The government in the last one decade has done a really great job in the country’s power sector that saw a three to four times growth in electricity generation. More and more homes are now lit at night.
The government has an installed power generation capacity of 18,000 megawatt, while its highest supply was about 13,000MW. Some 93 percent population can now just switch on their lights.
The power outages that had plagued the nation for more than two decades are almost a matter of history.
But to achieve this level of power generation, the government and the private sector had to invest great amounts of money by taking loans.
Ideally, we should not worry about the loans – as each kilowatt power brings back huge economic returns. As we get electricity, we invest in factories – among other things – and export our products and in return we earn extra dollars. This, in return, pays back the loans the government took for the power sector.
For decades, private investors have lamented a lack of adequate reliable power supply. Load shedding and lack of power supply had long remained a basic obstacle to growth of the private sector as well as the nation.
But wait.
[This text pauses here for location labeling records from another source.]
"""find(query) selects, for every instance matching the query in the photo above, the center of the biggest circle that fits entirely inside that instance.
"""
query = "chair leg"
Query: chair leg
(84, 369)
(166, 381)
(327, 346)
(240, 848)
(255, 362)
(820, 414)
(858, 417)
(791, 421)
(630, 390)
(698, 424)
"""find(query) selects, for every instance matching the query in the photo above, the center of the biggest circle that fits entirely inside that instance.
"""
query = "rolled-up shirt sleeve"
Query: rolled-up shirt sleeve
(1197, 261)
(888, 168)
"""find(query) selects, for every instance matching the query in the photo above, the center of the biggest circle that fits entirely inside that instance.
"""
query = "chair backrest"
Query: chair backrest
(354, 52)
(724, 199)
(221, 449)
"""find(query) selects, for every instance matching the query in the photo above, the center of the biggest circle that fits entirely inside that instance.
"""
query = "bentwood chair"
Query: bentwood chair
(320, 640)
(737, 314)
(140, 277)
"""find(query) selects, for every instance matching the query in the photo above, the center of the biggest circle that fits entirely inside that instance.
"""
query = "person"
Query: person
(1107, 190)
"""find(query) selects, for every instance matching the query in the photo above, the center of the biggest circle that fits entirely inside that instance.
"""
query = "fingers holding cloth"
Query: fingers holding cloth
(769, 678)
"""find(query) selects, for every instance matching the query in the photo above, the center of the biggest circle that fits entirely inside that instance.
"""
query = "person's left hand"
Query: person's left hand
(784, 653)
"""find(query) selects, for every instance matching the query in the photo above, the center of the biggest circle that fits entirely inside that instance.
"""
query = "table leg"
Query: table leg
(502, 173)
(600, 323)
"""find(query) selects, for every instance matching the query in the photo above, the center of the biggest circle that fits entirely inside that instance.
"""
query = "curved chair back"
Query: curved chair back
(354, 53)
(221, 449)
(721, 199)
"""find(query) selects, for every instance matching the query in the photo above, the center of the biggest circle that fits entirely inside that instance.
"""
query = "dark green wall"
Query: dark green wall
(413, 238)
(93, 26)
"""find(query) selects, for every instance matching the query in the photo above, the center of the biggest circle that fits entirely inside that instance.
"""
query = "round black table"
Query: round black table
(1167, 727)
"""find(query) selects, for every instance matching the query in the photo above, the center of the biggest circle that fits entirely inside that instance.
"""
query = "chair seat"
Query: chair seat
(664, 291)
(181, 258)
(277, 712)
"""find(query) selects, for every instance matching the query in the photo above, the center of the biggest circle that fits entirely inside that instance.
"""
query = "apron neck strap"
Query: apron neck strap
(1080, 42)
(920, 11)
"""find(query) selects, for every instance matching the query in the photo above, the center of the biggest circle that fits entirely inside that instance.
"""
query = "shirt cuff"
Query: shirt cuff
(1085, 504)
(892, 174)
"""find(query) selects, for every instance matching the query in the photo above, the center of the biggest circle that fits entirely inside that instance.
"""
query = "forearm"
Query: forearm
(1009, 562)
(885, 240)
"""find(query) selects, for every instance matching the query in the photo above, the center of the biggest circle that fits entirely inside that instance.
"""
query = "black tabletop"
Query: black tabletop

The private sector is not investing in the last two years as was expected. And it is not because they do not want to – but because of a host of problems in the financial sector.
According to the Centre for Policy Dialogue, bank credits for investment in the private sector have fallen by a third in the last one year.
The reason is liquidity crisis and discrepancies in interest rates between banks and government savings tools, rising default loans and the fall in bank deposits.
The CPD apprehends decreasing investments might have a big negative impact on industrial growth and employment generation in the country.
If this continues to happen, this will contribute to lower export growth and lower earning. That means, many new power plants will become irrelevant – and a financial burden. Because all power plants need customers to recover their investments and make profit.
Meanwhile, the government has not stopped the speed-wagon of rolling out more power generation and distribution projects.
Currently 53 power plants are being constructed with a capacity to generate 14,202MW. These include mega projects like the 2400MW Rooppur nuclear power plant, the 1200MW Matarbari coal power plant and the 1300MW Rampal coal power plant.
Consider the level of investments: the Rooppur project costs around $13 billion, the Matarbari $4.5 billion and Rampal $1.8 billion. If one totals the cost of these projects, they would exceed $40 billion.
The government targets to generate 24,000MW by 2021, 40,000MW by 2030, and 60,000MW by 2041.
Besides, to ensure energy security by diversifying primary source of energy the government is importing liquefied natural gas worth billions of dollars a year now. Plus, the government starts importing coal worth hundreds of millions of dollars a year from later this year.
None of these would be a problem if the government can ensure that the power and energy supplies are purchased by people and utilised in increasing productivity and increase export earnings. But if that is not happening, the country would land in a deep financial mess. The success in the power sector would then become a burden.